Austin360 blogs > Out & About > Archives > 2010 > May > 02 > Entry
Ancestral Austin: Estrada, Limón, Guerra
Ordering lunch and chatting at El Azteca restaurant on East Seventh Street, Fidel Estrada speaks only Spanish to Flora Guerra.
The Estradas and the Guerras have shared the same East Austin community for decades. Estrada’s grandfather emigrated from Mexico to Central Texas more than a century ago; the Guerras arrived after World War II. The families have maintained their linguistic heritage in La Loma, the neighborhood named for the hill that rises gently above East Seventh Street, and alternately known as La Buena Vista.
“I don’t know where they learned it from,” says Estrada, smiling, of his family’s fluent Spanish.

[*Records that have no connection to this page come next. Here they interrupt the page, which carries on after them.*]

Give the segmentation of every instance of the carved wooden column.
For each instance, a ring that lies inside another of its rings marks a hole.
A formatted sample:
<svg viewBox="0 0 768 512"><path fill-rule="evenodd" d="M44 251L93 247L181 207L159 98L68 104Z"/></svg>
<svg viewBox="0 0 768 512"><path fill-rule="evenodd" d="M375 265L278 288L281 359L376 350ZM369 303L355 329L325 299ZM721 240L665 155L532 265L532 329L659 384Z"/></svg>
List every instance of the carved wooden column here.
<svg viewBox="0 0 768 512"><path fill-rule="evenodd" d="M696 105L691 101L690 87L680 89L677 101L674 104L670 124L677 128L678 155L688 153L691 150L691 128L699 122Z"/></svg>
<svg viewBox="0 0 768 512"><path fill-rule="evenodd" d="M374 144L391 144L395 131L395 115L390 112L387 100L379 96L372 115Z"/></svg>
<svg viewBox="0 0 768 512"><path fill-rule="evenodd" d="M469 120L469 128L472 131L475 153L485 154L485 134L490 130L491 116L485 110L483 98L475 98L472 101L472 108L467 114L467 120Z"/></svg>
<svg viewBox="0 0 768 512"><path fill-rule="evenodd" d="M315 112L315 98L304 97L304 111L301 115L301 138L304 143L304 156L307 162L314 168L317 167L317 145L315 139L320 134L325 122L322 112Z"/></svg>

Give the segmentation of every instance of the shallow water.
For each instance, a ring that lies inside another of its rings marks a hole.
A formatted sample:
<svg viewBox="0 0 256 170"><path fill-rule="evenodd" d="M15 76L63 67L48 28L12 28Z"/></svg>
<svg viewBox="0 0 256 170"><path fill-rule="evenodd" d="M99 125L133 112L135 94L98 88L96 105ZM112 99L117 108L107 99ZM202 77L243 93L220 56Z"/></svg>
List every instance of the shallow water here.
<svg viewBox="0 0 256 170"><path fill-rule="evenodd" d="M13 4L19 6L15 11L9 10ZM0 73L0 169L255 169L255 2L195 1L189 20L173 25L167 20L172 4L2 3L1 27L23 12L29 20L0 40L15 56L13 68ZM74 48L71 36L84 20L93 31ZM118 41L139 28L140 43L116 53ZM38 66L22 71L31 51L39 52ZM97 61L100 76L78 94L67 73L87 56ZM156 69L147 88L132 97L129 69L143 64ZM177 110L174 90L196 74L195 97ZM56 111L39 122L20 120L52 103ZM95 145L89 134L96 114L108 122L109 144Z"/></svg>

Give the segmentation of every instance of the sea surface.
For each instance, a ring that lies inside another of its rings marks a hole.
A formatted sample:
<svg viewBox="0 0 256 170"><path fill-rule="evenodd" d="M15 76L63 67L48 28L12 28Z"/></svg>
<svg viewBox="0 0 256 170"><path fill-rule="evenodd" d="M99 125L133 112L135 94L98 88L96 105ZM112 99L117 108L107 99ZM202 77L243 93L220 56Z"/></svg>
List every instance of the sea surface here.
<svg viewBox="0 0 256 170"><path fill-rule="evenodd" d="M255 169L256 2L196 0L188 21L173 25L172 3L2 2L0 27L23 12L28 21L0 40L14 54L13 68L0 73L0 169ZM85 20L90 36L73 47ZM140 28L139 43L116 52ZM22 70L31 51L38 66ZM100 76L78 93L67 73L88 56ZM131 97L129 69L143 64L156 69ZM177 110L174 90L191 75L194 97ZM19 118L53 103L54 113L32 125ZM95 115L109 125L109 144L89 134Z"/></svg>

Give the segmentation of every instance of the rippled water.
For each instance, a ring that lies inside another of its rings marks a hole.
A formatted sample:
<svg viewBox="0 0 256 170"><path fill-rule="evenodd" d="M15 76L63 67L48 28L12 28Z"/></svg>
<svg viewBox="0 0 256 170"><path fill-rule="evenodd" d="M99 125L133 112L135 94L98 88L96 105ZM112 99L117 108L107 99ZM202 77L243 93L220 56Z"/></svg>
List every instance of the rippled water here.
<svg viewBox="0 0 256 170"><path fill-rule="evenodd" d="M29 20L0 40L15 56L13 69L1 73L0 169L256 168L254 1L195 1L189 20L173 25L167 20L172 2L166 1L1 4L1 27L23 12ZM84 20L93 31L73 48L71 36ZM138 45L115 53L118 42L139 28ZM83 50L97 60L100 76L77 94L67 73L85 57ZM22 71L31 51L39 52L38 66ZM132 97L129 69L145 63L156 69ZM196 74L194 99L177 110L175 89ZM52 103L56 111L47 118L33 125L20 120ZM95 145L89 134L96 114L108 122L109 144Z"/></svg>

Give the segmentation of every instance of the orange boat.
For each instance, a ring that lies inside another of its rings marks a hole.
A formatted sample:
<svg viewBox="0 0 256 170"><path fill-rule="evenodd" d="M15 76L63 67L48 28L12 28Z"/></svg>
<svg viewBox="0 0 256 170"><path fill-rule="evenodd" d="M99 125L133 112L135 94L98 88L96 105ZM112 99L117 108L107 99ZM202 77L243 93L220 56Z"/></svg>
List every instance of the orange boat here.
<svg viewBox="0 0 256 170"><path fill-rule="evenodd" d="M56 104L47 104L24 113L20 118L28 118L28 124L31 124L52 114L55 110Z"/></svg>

A serene-looking woman who skirts around the table in a nimble manner, Guerra is married to Daniel Guerra, son of Jorge and Ninfa Guerra, who own El Azteca. It opened in 1963.
A local celebrity, Estrada, 74, owns Estrada’s Cleaners & Tuxedo a few steps away. It turns 50 in September.Slipped between the restaurant and the cleaners is Diana’s Flower Shop. Estrada’s daughter, Diana Limón, opened it 25 years ago come December.
“Very few businesses could flourish back then,” says Lonnie Limón of his grandfather’s and mother’s retail success stories.
“But we knew the community,” Estrada says.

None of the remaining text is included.